Karakul deposit
- Location: Kosh-Agachsky District, Altai Republic, Russia;
- Products: Cobalt, Silver
- Company: Global Cobalt
- Website: http://www.globalcobaltcorp.com/projects/russia/

= Karakul deposit =

Cobalt deposit in Russia

The Karakul deposit is one of the largest cobalt deposits in Russia. The deposit is located in Altai Republic. The deposit has reserves amounting to 180 million tonnes of ore grading 0.33% cobalt, 1.5% copper, 0.11% nickel and bismuth, 0.4% tungsten, 4.6 million oz of gold and 57.6 million oz of silver.

The mineral deposit was discovered by Soviet prospectors in the 1970s. Imperial Mining held a license to develop the field in 2010. It is possibly the world's largest source of primary cobalt outside of Africa. In 2015 it was owned by Global Cobalt. Global Cobalt had conducted a drilling exploration program in 2013, drilling 45 holes, for nearly 7,400 metres, with positive results. Global Cobalt, Imperial Mining Holding Limited and Global Energy Metals Corporation underwent an arrangement transaction in 2016. Global Cobalt retained its option over the Karakul Cobalt Property as its principal property. It also has an option to acquire four other nearby deposits known as the "Altai Sisters" in the Altai Republic. These four properties are Kuruozek, Yantau, Toshtuozek and Olendzhular.

The five deposits are bundled as the proposed Karakul cobalt mine.
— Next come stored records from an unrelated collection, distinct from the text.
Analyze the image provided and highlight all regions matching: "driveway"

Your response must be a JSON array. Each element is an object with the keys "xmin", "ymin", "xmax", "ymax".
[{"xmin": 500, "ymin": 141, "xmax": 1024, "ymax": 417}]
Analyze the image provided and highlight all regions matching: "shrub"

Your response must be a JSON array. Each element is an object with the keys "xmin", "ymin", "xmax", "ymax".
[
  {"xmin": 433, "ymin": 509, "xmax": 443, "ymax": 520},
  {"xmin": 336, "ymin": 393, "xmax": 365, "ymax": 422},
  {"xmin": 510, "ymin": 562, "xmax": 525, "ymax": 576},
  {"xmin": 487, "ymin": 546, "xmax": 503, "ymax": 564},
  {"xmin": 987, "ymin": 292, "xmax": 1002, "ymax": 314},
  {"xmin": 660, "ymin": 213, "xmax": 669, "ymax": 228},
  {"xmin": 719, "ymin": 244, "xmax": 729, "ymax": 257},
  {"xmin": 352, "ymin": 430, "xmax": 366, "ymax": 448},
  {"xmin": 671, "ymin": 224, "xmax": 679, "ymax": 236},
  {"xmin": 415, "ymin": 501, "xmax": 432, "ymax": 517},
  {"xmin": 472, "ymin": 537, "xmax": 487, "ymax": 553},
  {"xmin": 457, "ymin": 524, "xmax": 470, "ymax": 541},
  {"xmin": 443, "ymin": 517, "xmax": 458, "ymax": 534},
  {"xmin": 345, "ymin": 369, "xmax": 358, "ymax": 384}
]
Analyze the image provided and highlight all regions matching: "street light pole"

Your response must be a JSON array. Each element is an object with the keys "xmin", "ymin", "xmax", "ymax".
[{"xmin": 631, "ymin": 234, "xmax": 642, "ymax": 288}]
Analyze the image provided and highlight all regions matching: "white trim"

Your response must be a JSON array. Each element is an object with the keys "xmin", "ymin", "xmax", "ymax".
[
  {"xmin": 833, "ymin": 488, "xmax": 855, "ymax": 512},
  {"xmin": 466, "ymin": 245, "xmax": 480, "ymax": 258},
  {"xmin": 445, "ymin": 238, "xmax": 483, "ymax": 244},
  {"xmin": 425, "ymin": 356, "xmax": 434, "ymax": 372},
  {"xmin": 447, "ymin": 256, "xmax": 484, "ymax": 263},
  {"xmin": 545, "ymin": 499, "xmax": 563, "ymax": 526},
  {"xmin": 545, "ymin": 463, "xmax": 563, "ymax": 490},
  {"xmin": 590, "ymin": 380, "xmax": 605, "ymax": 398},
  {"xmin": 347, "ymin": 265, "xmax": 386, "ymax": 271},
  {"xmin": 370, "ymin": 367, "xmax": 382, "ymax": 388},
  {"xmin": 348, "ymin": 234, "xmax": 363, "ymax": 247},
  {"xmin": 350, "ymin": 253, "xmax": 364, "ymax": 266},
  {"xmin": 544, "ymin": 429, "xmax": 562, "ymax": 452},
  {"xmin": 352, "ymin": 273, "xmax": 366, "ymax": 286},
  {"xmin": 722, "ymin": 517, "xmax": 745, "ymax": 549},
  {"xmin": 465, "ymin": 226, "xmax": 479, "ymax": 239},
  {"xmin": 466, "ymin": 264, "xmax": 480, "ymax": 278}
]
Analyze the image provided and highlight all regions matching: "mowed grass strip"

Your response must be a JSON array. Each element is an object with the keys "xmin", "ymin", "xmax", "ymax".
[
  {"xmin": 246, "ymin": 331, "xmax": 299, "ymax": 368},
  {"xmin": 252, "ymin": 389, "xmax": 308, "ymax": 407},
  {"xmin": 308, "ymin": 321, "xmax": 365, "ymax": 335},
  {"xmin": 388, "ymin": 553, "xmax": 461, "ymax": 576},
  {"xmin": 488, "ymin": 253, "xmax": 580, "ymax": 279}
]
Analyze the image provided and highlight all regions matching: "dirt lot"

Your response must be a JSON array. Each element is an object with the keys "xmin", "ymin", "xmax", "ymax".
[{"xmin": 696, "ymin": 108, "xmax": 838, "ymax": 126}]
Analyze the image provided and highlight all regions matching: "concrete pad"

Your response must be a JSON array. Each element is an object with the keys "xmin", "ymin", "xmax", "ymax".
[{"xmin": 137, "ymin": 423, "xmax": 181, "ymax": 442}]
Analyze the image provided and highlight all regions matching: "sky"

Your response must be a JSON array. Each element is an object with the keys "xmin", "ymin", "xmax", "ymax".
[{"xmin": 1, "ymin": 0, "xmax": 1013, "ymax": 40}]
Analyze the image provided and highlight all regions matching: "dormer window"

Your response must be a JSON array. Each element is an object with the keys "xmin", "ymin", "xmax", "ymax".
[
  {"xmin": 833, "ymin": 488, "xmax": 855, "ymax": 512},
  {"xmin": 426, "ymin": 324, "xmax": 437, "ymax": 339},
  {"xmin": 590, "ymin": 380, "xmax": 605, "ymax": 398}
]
The proposal would be to export the ore overland to China for processing.

==Altai Sisters==
Global Cobalt and Imperial Mining Holding also have interests in four other exploration targets nearby.
===Kuruozek===
The Kuruozek deposit is a cobalt deposit in Altai Republic of Russia. It has reserves amounting to 50 million tonnes of ore grading 0.35% cobalt, 0.5% nickel and 3.2 million oz of gold.

===Yantau===
The Yantau deposit is a silver deposit in the Altai Republic of Russia. It has estimated reserves of 288 million oz of silver.

===Toshtuozek===
The Toshtuozek deposit is a cobalt deposit in the Altai Republic of Russia. It has reserves amounting to 33 million tonnes of ore grading 0.15% cobalt, 0.6% copper, 0.75% tungsten and 2.11 million oz of gold.

===Olendzhular===
The Olendzhular deposit is a cobalt deposit in Altai Republic of Russia. It has reserves amounting to 67 million tonnes of ore grading 0.4% cobalt, 1% copper and 8.57 million oz of gold.